С приближением июня на Вадима навалились зачеты, за которыми грозно высилась летняя сессия. Ее он боялся больше всего, ведь любой случайный трояк означал лишение стипендии, хоть и небольшой, но ему крайне необходимой, − подработки на стороне закончились, а лишаться карманных денег не хотелось. Переводов от отца едва хватало на питание и квартплату. Поэтому они стали реже встречаться. Иногда не виделись по нескольку дней, а однажды он отсутствовал целую неделю, лишь звонил по вечерам. Вот когда Настя полной мерой испытала, что такое настоящая тоска, о которой говорила ей Ирочка, – когда так нестерпимо хочется его увидеть, что хоть ложись да помирай. Тогда Настя садилась в кресло, закрывала глаза и представляла, что он сидит напротив и читает, или набирает номер ее телефона. Иногда телефон и вправду звонил, тогда ее будто подбрасывало, и она кидалась к нему, как к спасательному кругу.

Настю и саму пугала эта нестерпимая тоска по Вадиму, без встреч с которым она уже не могла нормально существовать. Вдруг он уедет? – думала она, что я тогда буду делать, как жить, куда себя девать? От этих мыслей ее охватывал тихий ужас. Но ведь он пока никуда не собирается, успокаивала она себя. Не буду думать о плохом, а то и вправду сбудется. И чтобы отвлечься от тревожных мыслей, она бралась за книгу или включала компьютер. Иногда она вспоминала о том поцелуе, в Питере. И о потрясении, которое тогда испытала. Временами ей хотелось испытать то чувство еще раз. Но, когда Вадим появлялся, это желание начисто пропадало: она трусила. Настя понимала, что после такого поцелуя все у них пойдет слишком быстро. Он тоже это понимал, и потому при расставании они ограничивались нежными поцелуями «в щечку» и пожатиями руки. Наташка временами пыталась подтрунивать над их отношениями, но Настя ее грубо обрывала, и подруга унималась: она боялась потерять бесплатного репетитора.

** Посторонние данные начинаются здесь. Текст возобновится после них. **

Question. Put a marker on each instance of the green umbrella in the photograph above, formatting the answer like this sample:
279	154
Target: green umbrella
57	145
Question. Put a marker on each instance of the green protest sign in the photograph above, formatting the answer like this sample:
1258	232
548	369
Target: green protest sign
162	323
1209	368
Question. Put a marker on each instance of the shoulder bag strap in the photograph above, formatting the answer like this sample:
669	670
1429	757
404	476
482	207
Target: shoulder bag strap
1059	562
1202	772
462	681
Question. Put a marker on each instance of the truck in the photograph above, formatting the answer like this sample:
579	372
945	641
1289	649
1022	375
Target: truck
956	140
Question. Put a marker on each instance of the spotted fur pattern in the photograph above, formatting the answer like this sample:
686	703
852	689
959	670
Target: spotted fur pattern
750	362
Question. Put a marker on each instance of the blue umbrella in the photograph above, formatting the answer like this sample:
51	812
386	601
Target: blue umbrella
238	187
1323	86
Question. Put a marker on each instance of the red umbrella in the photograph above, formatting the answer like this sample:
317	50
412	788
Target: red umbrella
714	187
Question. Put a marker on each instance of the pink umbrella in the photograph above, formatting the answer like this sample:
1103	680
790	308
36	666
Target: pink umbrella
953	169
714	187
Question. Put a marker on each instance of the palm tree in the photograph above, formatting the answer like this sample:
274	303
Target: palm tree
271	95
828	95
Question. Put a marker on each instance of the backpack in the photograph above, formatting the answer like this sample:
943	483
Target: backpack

Как и все хорошее, любимый месяц май быстро пролетел и вплотную подступил ЕГЭ по математике, обязательный для всех выпускников. Лицей при Политехе сдавал этот экзамен в сто второй школе, − и надо сказать, никаких послаблений в виде подсказок или какой-либо иной помощи лицеисты так и не получили. Наоборот, следили за ними весьма пристрастно. Посадили вперемежку с незнакомыми школьниками, и варианты у всех были разные. Их сразу попросили сдать сотовые телефоны, а выходить в туалет разрешалось один раз и только с сопровождающим. В общем, надежды Дениса Степанова на халявное списывание не оправдались. Но задания Насте показались очень легкими, даже задачи из самой трудной части С она решила с лету, и потому была на сто процентов уверена в максимальном балле. Однако когда из Москвы прибыли результаты экзамена, оказалось, что никто ста баллов так и не набрал. Самый высокий балл, равный девяноста восьми, был у Снегиревой. Но все равно их лицеисты сдали математику лучше всех в городе, получив на всех всего одну тройку. Ее, естественно, схватил Костя Пацкевич, чему он был безмерно рад.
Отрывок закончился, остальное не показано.